11yr ripened boy next to a strong, loud heartbeat, and a swooshing nouns?

what does this mean?
Answers:    does the wooshing nouns get stronger with breathing in? or out? where on earth do you hear it? where is your stet on the body? is the sound continuous? or goes up and down next to begin and end of heart beat? surrounded by general wooshing sound comes from valves that are not closing completely or channel inadequately.
Heart murmur suspected. Murmurs are blowing, whooshing, or rasping sounds produced by turbulent blood flow through the heart valves or near the heart.
* Chest x-ray
* ECG
* Echocardiography
Please call on Merck's web page given below and click for hearing various heart murmurs.
ref="http://www.nlm.nih.gov/medlineplus/ency/article/003266.htm" rel="nofollow">http://www.nlm.nih.gov/medlineplus/ency/…
http://www.merck.com/mmpe/sec07/ch069/ch…
I'm going to have to assume that you mean when auscultated near a stethoscope in this instance.

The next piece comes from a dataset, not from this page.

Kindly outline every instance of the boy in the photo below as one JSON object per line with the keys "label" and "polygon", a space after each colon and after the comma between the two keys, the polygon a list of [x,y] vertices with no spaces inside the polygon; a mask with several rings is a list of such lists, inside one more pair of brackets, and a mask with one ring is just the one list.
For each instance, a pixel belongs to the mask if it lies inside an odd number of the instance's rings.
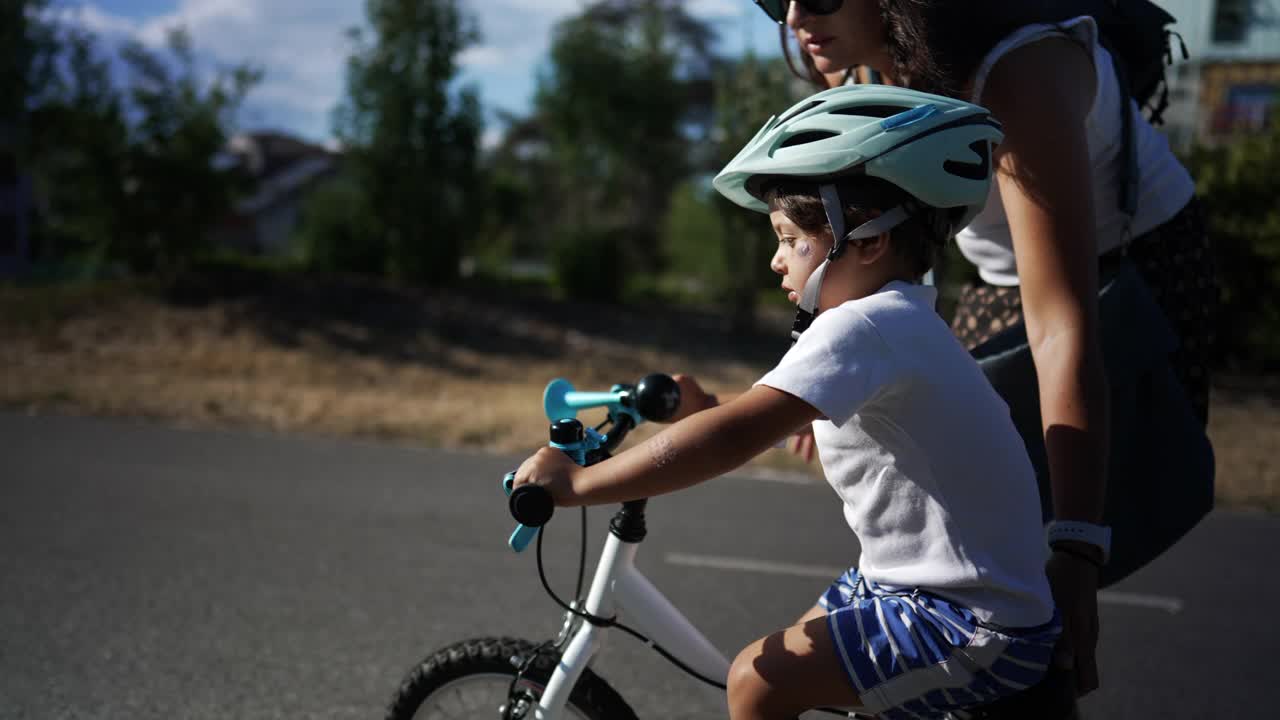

Heart tones are a complex and often difficult to learn nouns of study. It's truly impossibly to tell what is going on from that description, but I'll give you the likely culprit that comes to mind.
al-Septal Defect - In utero the blood circulation though the heart is roughly backwards. In lay down to facilitate this the pre-natal heart has what is known as the foramen ovale, which is a rather huge hole between the two upper chambers of the heart [atria]. Shortly [within about a minute] after childbirth the newlyborn infant's circulation changes to what it will be for the rest of their existence and the foramen ovale closes. Sometimes this does not occur and a person will have a official document foramen ovale, which may also be known as an atrial-septal defect.

The whooshing sound you hear is blood flowing between the atria, to some extent than through the correct path of the human 4 chambered heart.